That happened in 2010, before the Elopcalypse got going, and you could quite
well argue that it's HUT (15k students) that ate up Kauppis & TaiK (<5k
combined).

------
ptaipale
The headline would be more accurate - though not as punchy - if it spoke of
ashes of Nokia's device business, not Nokia as a whole. Microsoft took over
the devices but the rest of the company is still there and very much alive.
Net sales last year 12 732 M€, profit of continuing operations 1 171 M€. It's
not as huge as in 2007, but not doing badly at all.
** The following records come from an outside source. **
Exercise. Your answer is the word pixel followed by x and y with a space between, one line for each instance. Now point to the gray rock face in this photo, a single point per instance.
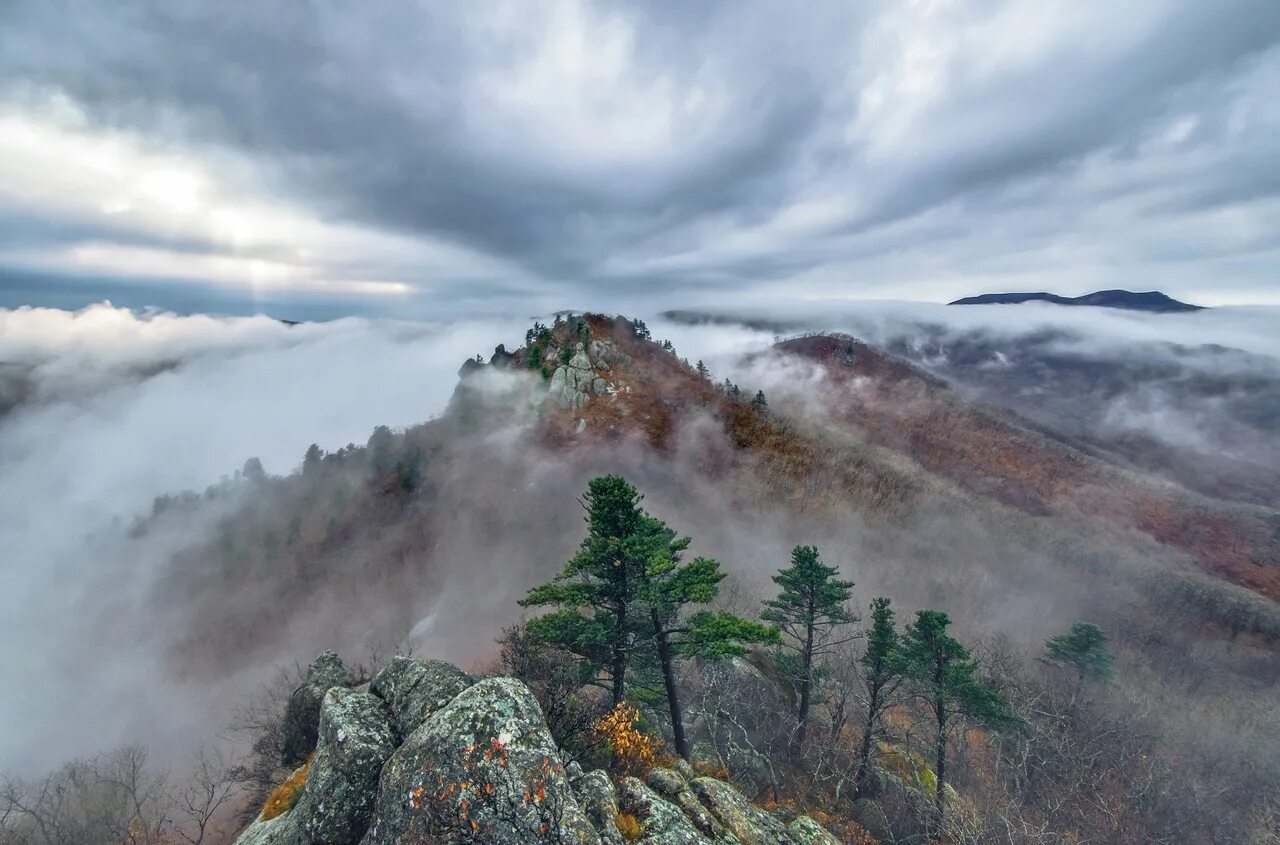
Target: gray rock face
pixel 599 800
pixel 574 383
pixel 426 754
pixel 483 767
pixel 739 721
pixel 356 739
pixel 282 830
pixel 748 823
pixel 662 822
pixel 805 831
pixel 415 689
pixel 672 786
pixel 302 713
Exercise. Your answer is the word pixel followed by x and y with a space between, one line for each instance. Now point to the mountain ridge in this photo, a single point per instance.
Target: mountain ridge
pixel 1150 301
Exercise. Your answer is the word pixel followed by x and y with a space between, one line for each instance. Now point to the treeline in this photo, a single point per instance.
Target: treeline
pixel 895 730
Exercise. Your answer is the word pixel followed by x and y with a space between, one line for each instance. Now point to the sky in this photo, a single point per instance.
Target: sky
pixel 312 160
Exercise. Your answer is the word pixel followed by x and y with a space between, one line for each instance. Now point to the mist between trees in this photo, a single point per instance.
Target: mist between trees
pixel 432 535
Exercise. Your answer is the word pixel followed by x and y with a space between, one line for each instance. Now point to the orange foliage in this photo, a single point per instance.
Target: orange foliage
pixel 629 826
pixel 634 750
pixel 287 794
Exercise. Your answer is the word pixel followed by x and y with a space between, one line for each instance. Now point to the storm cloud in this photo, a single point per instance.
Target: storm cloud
pixel 410 159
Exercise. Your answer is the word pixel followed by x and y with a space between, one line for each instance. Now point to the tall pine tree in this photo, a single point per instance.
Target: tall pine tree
pixel 597 589
pixel 882 675
pixel 942 674
pixel 1083 648
pixel 809 611
pixel 670 588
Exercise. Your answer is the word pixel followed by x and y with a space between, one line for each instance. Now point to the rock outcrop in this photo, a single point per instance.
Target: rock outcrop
pixel 415 689
pixel 302 713
pixel 574 382
pixel 355 741
pixel 485 763
pixel 429 754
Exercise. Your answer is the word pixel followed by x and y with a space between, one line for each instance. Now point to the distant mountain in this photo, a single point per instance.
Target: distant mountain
pixel 1128 300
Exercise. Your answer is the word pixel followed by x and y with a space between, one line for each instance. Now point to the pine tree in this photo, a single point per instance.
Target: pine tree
pixel 598 588
pixel 311 460
pixel 942 674
pixel 668 589
pixel 1083 648
pixel 380 443
pixel 882 675
pixel 809 611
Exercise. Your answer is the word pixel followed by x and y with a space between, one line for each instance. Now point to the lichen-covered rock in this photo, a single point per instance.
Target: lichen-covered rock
pixel 869 814
pixel 282 830
pixel 672 786
pixel 748 823
pixel 483 766
pixel 661 821
pixel 599 800
pixel 355 740
pixel 664 781
pixel 805 831
pixel 415 689
pixel 736 718
pixel 572 383
pixel 302 713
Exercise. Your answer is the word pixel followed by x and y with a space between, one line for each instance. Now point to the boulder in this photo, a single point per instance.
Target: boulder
pixel 501 359
pixel 415 689
pixel 282 830
pixel 805 831
pixel 572 383
pixel 661 821
pixel 672 786
pixel 748 823
pixel 484 767
pixel 355 740
pixel 302 712
pixel 599 800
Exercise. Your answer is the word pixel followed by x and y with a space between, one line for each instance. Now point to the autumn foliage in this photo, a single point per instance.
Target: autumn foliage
pixel 634 752
pixel 287 794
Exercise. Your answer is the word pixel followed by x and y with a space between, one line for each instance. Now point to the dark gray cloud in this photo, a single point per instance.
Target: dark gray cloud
pixel 613 150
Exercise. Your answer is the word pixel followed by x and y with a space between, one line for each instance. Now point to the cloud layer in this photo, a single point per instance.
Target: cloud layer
pixel 581 154
pixel 101 411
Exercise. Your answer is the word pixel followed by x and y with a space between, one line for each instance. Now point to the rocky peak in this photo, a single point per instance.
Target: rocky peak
pixel 429 754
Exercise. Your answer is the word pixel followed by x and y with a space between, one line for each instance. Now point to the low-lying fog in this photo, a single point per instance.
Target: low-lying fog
pixel 103 410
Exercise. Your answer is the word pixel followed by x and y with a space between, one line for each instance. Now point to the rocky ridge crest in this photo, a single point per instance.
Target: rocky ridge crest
pixel 425 753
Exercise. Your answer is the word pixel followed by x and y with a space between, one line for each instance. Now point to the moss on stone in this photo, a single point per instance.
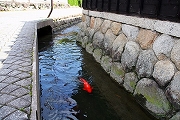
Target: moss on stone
pixel 133 84
pixel 117 71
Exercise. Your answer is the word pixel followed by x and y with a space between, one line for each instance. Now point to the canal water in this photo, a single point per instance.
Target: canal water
pixel 61 62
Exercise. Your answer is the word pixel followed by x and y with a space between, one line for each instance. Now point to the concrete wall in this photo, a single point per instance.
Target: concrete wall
pixel 141 54
pixel 33 4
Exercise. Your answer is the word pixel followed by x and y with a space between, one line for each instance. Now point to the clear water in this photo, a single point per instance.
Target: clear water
pixel 61 62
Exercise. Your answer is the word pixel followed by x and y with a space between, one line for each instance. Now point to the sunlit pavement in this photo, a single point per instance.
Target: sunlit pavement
pixel 17 33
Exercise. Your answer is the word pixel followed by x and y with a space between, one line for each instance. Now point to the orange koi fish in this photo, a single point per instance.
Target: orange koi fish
pixel 87 87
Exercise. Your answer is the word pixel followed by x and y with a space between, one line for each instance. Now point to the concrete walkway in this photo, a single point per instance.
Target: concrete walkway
pixel 17 35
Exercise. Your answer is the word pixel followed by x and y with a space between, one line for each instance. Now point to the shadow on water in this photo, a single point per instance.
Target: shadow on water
pixel 61 62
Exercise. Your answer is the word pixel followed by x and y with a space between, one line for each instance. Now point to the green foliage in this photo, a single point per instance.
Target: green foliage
pixel 75 2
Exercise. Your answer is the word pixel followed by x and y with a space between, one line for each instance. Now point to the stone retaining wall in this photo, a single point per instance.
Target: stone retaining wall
pixel 140 54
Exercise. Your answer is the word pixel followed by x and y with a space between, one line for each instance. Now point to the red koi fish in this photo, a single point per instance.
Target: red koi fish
pixel 87 87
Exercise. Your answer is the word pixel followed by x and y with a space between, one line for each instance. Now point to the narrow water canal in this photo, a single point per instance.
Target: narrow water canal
pixel 61 62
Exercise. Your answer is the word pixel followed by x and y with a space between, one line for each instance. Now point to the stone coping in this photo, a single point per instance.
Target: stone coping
pixel 166 27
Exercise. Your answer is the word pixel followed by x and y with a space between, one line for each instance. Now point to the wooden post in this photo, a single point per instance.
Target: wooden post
pixel 51 9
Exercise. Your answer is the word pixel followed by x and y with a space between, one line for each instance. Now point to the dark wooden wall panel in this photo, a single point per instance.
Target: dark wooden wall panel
pixel 150 7
pixel 169 8
pixel 84 4
pixel 159 9
pixel 106 4
pixel 135 6
pixel 123 6
pixel 94 5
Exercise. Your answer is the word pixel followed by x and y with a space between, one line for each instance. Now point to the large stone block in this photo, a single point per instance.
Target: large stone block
pixel 108 41
pixel 130 55
pixel 173 91
pixel 163 72
pixel 106 63
pixel 146 38
pixel 145 64
pixel 130 81
pixel 118 47
pixel 116 28
pixel 105 26
pixel 175 55
pixel 130 31
pixel 92 22
pixel 152 97
pixel 97 24
pixel 117 72
pixel 98 39
pixel 162 46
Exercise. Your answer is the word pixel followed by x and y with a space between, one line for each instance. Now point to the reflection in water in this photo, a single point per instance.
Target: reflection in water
pixel 61 62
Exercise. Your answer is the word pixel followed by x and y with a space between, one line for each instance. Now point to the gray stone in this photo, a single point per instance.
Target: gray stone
pixel 173 91
pixel 130 81
pixel 145 63
pixel 116 28
pixel 108 41
pixel 118 47
pixel 146 38
pixel 17 115
pixel 98 22
pixel 130 55
pixel 11 80
pixel 97 54
pixel 105 26
pixel 163 72
pixel 2 85
pixel 106 63
pixel 5 110
pixel 130 31
pixel 24 82
pixel 117 72
pixel 176 116
pixel 175 56
pixel 9 89
pixel 163 45
pixel 98 39
pixel 20 92
pixel 4 99
pixel 154 97
pixel 89 48
pixel 23 75
pixel 19 103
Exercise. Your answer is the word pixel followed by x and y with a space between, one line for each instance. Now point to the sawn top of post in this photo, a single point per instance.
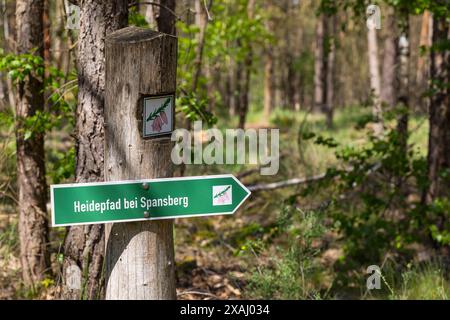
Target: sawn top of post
pixel 134 34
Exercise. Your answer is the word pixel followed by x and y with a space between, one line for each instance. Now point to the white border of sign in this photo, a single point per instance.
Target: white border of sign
pixel 56 186
pixel 144 115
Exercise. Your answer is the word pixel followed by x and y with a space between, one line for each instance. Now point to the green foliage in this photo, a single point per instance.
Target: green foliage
pixel 376 196
pixel 283 118
pixel 294 272
pixel 229 37
pixel 23 66
pixel 195 108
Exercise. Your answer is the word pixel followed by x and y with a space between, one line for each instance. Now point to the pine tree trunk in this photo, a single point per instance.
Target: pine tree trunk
pixel 374 73
pixel 245 80
pixel 439 134
pixel 403 81
pixel 387 94
pixel 166 19
pixel 331 71
pixel 33 228
pixel 201 20
pixel 84 245
pixel 268 83
pixel 319 65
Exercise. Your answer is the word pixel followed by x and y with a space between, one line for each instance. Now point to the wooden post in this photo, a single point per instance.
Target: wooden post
pixel 139 255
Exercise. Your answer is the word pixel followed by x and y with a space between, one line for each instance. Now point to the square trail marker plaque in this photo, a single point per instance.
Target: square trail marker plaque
pixel 158 114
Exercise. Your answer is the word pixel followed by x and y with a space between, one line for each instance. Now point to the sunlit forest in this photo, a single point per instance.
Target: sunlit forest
pixel 360 93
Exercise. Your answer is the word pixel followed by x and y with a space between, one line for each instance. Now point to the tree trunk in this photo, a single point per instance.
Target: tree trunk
pixel 422 72
pixel 166 19
pixel 319 65
pixel 201 20
pixel 139 255
pixel 245 80
pixel 403 91
pixel 439 134
pixel 331 71
pixel 268 83
pixel 33 228
pixel 268 68
pixel 8 31
pixel 374 73
pixel 151 14
pixel 388 95
pixel 84 245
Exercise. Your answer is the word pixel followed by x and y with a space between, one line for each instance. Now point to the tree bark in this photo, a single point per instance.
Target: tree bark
pixel 201 20
pixel 319 65
pixel 268 83
pixel 33 228
pixel 166 20
pixel 403 81
pixel 331 70
pixel 139 255
pixel 423 60
pixel 388 89
pixel 374 73
pixel 245 80
pixel 84 245
pixel 439 134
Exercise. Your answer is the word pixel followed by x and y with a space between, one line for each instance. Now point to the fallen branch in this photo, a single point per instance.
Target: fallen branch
pixel 297 181
pixel 286 183
pixel 198 293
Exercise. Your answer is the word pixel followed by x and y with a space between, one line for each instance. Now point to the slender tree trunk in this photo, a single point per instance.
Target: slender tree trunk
pixel 151 14
pixel 422 72
pixel 319 65
pixel 403 80
pixel 374 73
pixel 33 228
pixel 331 71
pixel 388 89
pixel 268 83
pixel 245 85
pixel 268 69
pixel 439 134
pixel 201 20
pixel 166 19
pixel 8 31
pixel 84 245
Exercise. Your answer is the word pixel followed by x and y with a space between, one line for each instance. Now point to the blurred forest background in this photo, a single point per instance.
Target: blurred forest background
pixel 364 119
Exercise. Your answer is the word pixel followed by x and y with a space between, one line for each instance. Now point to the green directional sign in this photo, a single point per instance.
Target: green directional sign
pixel 140 200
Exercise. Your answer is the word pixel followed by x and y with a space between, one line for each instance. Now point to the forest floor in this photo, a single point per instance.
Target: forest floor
pixel 223 257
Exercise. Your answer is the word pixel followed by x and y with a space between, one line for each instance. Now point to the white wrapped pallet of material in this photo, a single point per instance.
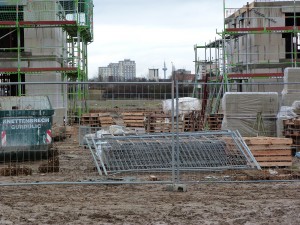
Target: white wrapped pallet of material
pixel 185 105
pixel 250 103
pixel 286 112
pixel 251 113
pixel 290 78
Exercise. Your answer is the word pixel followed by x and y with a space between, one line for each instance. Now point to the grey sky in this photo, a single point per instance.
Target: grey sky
pixel 153 31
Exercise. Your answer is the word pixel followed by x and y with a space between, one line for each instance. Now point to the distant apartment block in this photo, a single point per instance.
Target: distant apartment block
pixel 121 71
pixel 153 75
pixel 183 75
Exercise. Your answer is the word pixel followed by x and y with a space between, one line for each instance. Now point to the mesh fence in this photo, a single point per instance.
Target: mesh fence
pixel 151 132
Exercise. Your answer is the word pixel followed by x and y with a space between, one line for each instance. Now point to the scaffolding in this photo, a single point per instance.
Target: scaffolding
pixel 258 41
pixel 46 41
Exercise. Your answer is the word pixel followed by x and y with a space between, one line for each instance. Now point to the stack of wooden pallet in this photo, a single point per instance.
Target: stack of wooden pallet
pixel 214 121
pixel 161 123
pixel 90 119
pixel 291 129
pixel 105 120
pixel 271 152
pixel 133 119
pixel 193 121
pixel 96 119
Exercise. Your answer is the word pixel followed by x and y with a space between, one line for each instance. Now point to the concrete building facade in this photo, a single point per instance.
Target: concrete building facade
pixel 261 40
pixel 40 44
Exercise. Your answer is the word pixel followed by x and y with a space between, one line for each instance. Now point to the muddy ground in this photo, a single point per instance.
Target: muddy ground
pixel 263 203
pixel 212 203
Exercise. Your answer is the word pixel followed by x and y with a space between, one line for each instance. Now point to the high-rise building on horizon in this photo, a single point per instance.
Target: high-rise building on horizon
pixel 122 71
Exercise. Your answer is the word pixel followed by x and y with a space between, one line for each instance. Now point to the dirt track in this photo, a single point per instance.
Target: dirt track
pixel 263 203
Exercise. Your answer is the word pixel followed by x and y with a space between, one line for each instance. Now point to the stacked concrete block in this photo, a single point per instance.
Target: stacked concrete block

But indeed there is a lot of startup activity by people who've left Nokia; I
joined one that failed, but I'm glad we tried. It would have gnawed my soul if
I hadn't joined an attempt when there was the opportunity.

------
vermontdevil
Sometimes it's good for one large company to either fold or be reduced so that
all the innovative or productive employees can move on to set up new
companies.

A similar analogy is happening in Rochester NY with the Kodak's bankruptcy
proceedings. Now there are many smaller companies specializing in various
types of imaging business.

But the transition can be really painful if the area is not already
diversified or have a strong social safety net.

------
jarcane
I live in Tampere, and I honestly can't tell yet whether I picked the best or
the worst time to decide to retrain as a programmer.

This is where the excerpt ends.